第四百三十話 怪獣大決戦で行こう
「ちょっと、マジかよ!?」
ついさきほどまで軍艦の中で砲台を破壊していた直樹だったが、今は焦った顔でガムシャラに走り続けていた。周囲の壁はすでにヌルヌルとした軟体生物の表面のようになっている。窓もすべて閉じられてしまったようで、短距離転移も外が見えない以上は使えない状態だった。
「俺、大ピンチじゃねーか!?」
直樹が慌てるのも無理はない。さしもの直樹もスク水着用で死亡は上級過ぎたのだ。それは、姉に関する一点を除けば基本イケメンである彼には耐えられない事実だったのだ。
幸いなことにスク水という存在自体を知らないこの世界の住人のエミリィたちには直樹の格好がおかしいものだと気付かなかったようだが、弓花のあの(苦笑)的な顔を直樹は忘れられない。そんな風に見られたままの人生終了なんてまっぴらゴメンなのだ。
『死ねぇええ!』
「うっせえ。邪魔だッ!」
そして、唐突に飛び出してくるスケルトンを直樹はなんなく切り裂いて倒す。船中にいたスケルトンたちも今はこの軟体の壁の中に入って同化しているようだが、時折飛び出してきて攻撃してくるスケルトンがいるのだ。端から見ればエイリアンとかそっち系統の映画のようなシチュエーションであったが、直樹はそれを恐れることもなく、慎重に警戒しながら走って移動していた。
(まったく、なんて展開だよ)
直樹が心の中で悪態づく。すでに風音からの『情報連携』伝達により、直樹も状況は把握している。敵がいよいよ本気になり、乗っていた軍艦がクラーケンへと変わっていってるらしいとは伝えられていた。

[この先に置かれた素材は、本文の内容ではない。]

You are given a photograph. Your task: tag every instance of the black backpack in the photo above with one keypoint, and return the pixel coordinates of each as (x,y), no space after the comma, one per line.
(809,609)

外にいれば、その様子を驚くなり苦笑するなりしただろうが、今は必死に走るだけだ。ただ、通路の先を見る限りでは、甲板への道はもうほとんど閉じていた。
「ちっくしょー、間に合わねえかッ」
直樹はそう叫んで、やむなく壁へと水晶竜の魔剣と竜炎の魔剣を向ける。そして、風音の『直感』スキルに近しい『察知』スキルを使って外へと通じている箇所を見いだす。
「ブッ壊れろッ!!」
そのまま魔剣の力を全力で放ち、壁を破壊する。
「よし、見えたッ」
その攻撃により壁の外の光景が見える。海がそこにはあった。しかし船の修復速度も速い。すぐさま直樹が通り抜けられるサイズではなくなったが、外の風景はまだ見えている。そして、直樹は帰還の楔を使用して、視界内に収まった外へと転移座標を定めて、短距離転移を行った。そして、外の世界への脱出を成功させたのだった。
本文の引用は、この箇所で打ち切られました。